Le prévenu est en détention à Fleury-Mérogis depuis juin 2022 et doit sortir en mars 2026. « C’est pas 2025 ? », s’alarme-t-il comme s’il découvrait l’information. La juge énumère les 19 mentions à son casier judiciaire, dont certaines pour outrage, refus d’obtempérer, menace de mort, détention de stupéfiants. Elle l’interroge sur sa situation personnelle, peu évoquée dans le dossier : « J’ai détruit ma famille, il n’y a plus personne autour de moi, il n’y a plus qu’une personne qui est encore à mes côtés, mais ma mère ne veut plus me voir. J’ai beaucoup consommé de stupéfiants et ça a bousillé ma vie. » Visiblement, il en a aussi tiré les conséquences. Monsieur A. affirme qu’il ne consomme plus rien depuis deux mois. « J’entrevois un avenir, peut-être avec cette femme. »
Monsieur S. est appelé à la barre.
– « Souhaitez-vous vous constituer partie civile ?
– Négatif. »
La juge veut être sûre qu’il comprend bien ce que signifie son refus, mais Monsieur S. semble avoir parfaitement pesé le pour et le contre et connaître les conséquences de cette décision : « Monsieur a reconnu sa responsabilité, dont acte.
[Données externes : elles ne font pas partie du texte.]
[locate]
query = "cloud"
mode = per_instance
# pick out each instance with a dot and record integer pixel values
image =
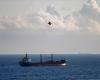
(86, 19)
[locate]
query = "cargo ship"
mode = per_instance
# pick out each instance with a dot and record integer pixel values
(26, 62)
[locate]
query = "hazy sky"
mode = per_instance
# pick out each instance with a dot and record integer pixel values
(75, 26)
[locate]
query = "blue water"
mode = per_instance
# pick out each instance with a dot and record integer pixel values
(81, 67)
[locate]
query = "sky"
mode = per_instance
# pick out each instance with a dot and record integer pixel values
(75, 26)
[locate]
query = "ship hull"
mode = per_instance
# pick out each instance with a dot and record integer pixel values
(42, 64)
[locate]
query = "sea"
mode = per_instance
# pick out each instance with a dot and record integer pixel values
(80, 67)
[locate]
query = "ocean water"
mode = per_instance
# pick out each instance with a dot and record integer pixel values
(80, 67)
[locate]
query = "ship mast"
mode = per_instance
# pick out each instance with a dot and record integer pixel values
(51, 57)
(40, 58)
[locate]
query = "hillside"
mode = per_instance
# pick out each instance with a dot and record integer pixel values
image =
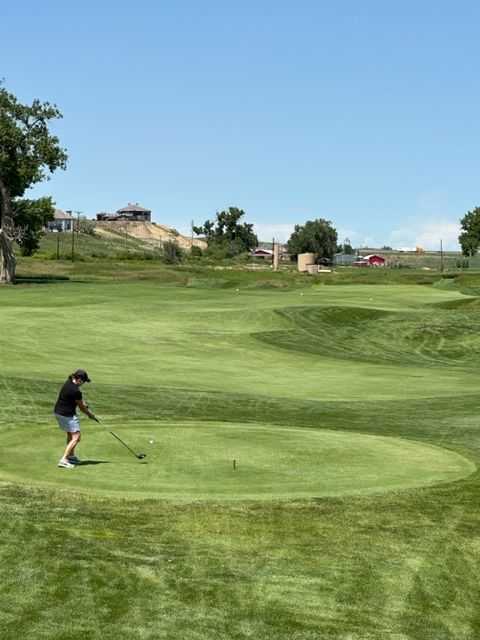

Les médailles qui n’ont pas été retrouvées, je les ai remplacées. J’ai été remboursé par l’assurance pour les dégâts causés. On ne va pas aggraver son cas. »
« J’ai passé mon deuxième anniversaire en prison »
« Un point de vue que ne partage pas le ministère public », rétorque le procureur en préambule de son réquisitoire. Néanmoins la reconnaissance des faits est plus claire qu’à l’audition. « Ce sont des éléments que je prendrai en compte, renchérit-il. Je suis plus inquiet sur le casier judiciaire avec des faits de toute nature. Ça interroge sur le rapport qu’il a avec les autres, avec les institutions. » Il requiert trois à quatre mois d’emprisonnement ferme.
Seul pour se défendre, Monsieur A. présente des excuses sincères à Monsieur S. et profite de cette dernière occasion pour faire entendre sa volonté de rompre avec ce passé chargé. « J’étais perdu, je vivais un film dans ma tête. J’ai compris les choses quand j’ai perdu ma mère, mes frères. Il n’y a plus que ma femme qui se bat pour moi. J’ai passé mon deuxième anniversaire en prison, j’ai 26 ans, j’ai pris conscience des choses. Je veux avoir une vie normale. »
Emmené hors du box, il adresse un long regard à une jeune femme dans la salle, qui tapote avec son mouchoir ses yeux pleins de larmes. On devine sans peine que c’est elle, ce dernier soutien indéfectible dont il parlait. Au délibéré, Monsieur A. est reconnu coupable et condamné à trois mois d’emprisonnement ferme qui s’ajouteront à sa peine actuelle. À l’annonce du verdict, il se tourne à nouveau vers la jeune femme encore émue, seule personne de son entourage venue assister à l’audience.